Even David Baddiel, a Jewish writer and vocal critic of antisemitism, has acknowledged this. “One assumption about Jewish privilege is that we can pass as non-Jews,” he said. His black-biracial niece put it even more clearly: “I can’t hide the fact that I’m Black. My dad can hide that he’s Jewish.” Neither denies antisemitism. They simply recognise what Labour refuses to admit, that visibility matters.

Racism Against Black Women Gets A Pass

On 13 March 2024, Diane Abbott stood up in the House of Commons 46 times during Prime Minister’s Questions. The chamber was gripped by outrage over comments made by Tory donor Frank Hester comments that targeted Abbott directly. Speaker Lindsay Hoyle did not call on her once. MPs debated her existence while she sat in silence. That silence was not accidental. It was systemic.
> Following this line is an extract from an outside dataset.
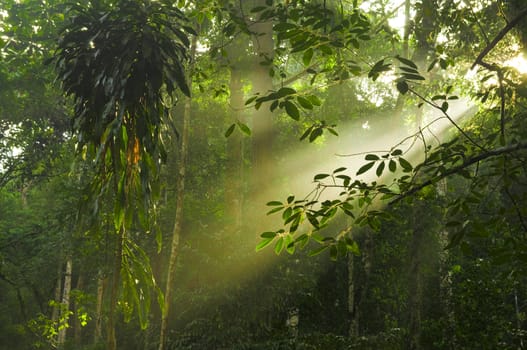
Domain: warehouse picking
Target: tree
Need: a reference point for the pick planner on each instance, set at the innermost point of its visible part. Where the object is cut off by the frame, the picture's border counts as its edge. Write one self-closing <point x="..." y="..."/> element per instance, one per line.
<point x="119" y="110"/>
Hester, whose company received hundreds of millions in government contracts, had said of Abbott: “It’s like trying not to be racist but you see Diane Abbott on the TV and you’re just like… you just want to hate all Black women because she’s there. And I don’t hate all Black women at all, but I think she should be shot.” The comments were reportedly made in 2019, but only surfaced publicly in March 2024.

Rather than returning his £10 million donation, the Conservative Party defended it. The police opened an investigation. The public expressed outrage. But nothing happened. Hester has not been charged. He remains untouched by political consequences. Meanwhile, the woman he targeted was not allowed to speak on her own behalf inside Parliament.

Labour failed her too. As others fundraised off the scandal, Abbott remained isolated. The same party that now suspends her for naming racism did little to protect her when she was the target of violent abuse. Labour offered no statement of solidarity, made no demand for accountability, and failed to mount any meaningful defence.

This is the real message. A white man can say a Black woman should be shot and still bankroll elections. The Black woman who survives it? She gets punished for speaking the truth.

Diane Abbott Deserves Better Than This

Diane Abbott has spent over four decades in Parliament. She has faced constant abuse and death threats, both online and off. She has also championed anti-racism and stood alongside Jewish constituents in her community. But none of that mattered. What mattered, apparently, was that she said something true—and said it while being a Black women.

This isn’t about tone. It isn’t about party discipline. It’s about who gets to talk about racism and who gets silenced. If Labour wants to lead a diverse country, it must accept that not all forms of racism look the same. And it must stop punishing the people who try to explain that.

Abbott’s suspension sends a clear message: telling the truth about race will cost you. Telling lies and threatening Black women? That’s fine, as long as the donation clears.